France's presidency has been decided, and many in Europe are breathing a sigh of relief. Centrist candidate Emmanuel Macron won the second round of the presidential election in France on May 7. The first official results from the Interior Ministry show that Macron received around 62 percent of the vote, versus 38 percent for nationalist candidate Marine Le Pen. Despite winning the election, however, Macron has his work cut out as the first French president in more than 50 years that does not belong to a mainstream party.
Macron will be inaugurated on or before May 14, when the term of President Francois Hollande expires. One of Macron's first moves will be to appoint a prime minister and a Cabinet. However, this early government is subject to change after the legislative elections, which take place in two rounds in June. Should Macron's party fail to win a majority in the National Assembly, he will have to negotiate with lawmakers to appoint a new prime minister and Cabinet. Should any of the opposition parties win a majority, they could try to impose a prime minister on the new president. Because the president and the prime minister both have executive powers in France, such an event could make policy-making difficult.

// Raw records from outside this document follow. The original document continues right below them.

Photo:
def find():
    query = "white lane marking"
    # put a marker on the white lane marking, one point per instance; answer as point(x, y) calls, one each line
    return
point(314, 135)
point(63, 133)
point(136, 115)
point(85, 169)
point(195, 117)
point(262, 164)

Still, Macron's win pleases many, and will be well received by financial markets. EU institutions and the German government, which were explicit in their support for the centrist candidate, will also welcome the outcome. However, winning the election is only the first of several challenges the president will face in his quest to govern France. To begin with, he will have to come up with a list of candidates for the National Assembly elections. Macron promised that at least half of his candidates will be people with little to no political experience, but he is already in discussions with members of the traditional parties. A disparate coalition of politicians and parties may help him win the legislative election, but could also complicate policy-making in the future.
Macron presented himself as a centrist that offered the best of both worlds, but this position may be hard to sustain once he starts governing.
Even if Macron-supporting candidates manage to win the legislative election, many of his reforms, such as further liberalizing some areas of the French economy, reducing the number of workers in the public sector, or making labor legislation more flexible, will be met with resistance by different elements of French society. Macron's predecessors, conservative Nicolas Sarkozy and Socialist Francois Hollande, both controlled a majority in the National Assembly but had to focus their presidencies on a handful of reforms that were opposed by different social sectors and, in some cases, even members of their own parties.
The first round of the presidential election on April 23 showed that the French are almost evenly split between those that would defend protectionism and seek greater state intervention in the economy, and those that would reduce the size of the public sector and make the French economy more open. Macron presented himself as a centrist that offered the best of both worlds, but this position may be hard to sustain once he starts governing. Moreover, the electorate is becoming increasingly impatient. Voter exhaustion with the country's mainstream political parties are what caused the center-right Republicans and the center-left Socialists to be eliminated in the first round. Macron and Le Pen made it to the second round in part because they presented themselves as political outsiders. Even then, they failed to generate significant enthusiasm in an apathetic electorate, as turnout for the second round was the lowest in almost 50 years. So, Macron can expect a short honeymoon period, as have recent French presidents. It only took Hollande a few months after his presidential victory to reach record low levels of popularity, for example.
Macron's victory also means that the eurozone will live to see another day. While many of Le Pen's most extreme proposals (such as holding a referendum on France's eurozone membership) would've been difficult to implement to begin with, her victory would have put France on a collision course with Germany and opened the door for the unraveling of the currency area. Unlike Le Pen, Macron will put a strong Franco-German alliance at the heart of his foreign policy.
Paris and Berlin will try their best to keep their co-leadership of the European Union alive, but their fundamental differences will still create issues. Germany will continue to insist on fiscal discipline, radiate concern about high levels of debt in the eurozone, and warn of the moral hazards associated with bailing out countries in Southern Europe. France, in turn, will favor fiscal stimulus in times of crisis, defend the need for a cheap euro to protect European exports, and push for a more political management of the eurozone, contrary to Germany's preference for a more technocratic approach.
Many of these differences are not connected to party politics, but reflect each country's national interests. They were present when the Maastricht treaty was signed 25 years ago, and became very visible when the European economic crisis began almost a decade ago. Considering that that crisis is not fully over — after all, Greece is still in a bailout program and may need new help in the future, and Italy is still dealing with high levels of public debt and a fragile banking sector — there will still be room for disagreements between the two largest economies in Europe. The prospects for further Franco-German cooperation are much better under a Macron presidency than they would have been under a Le Pen presidency. Still, structural differences between the two countries will persist.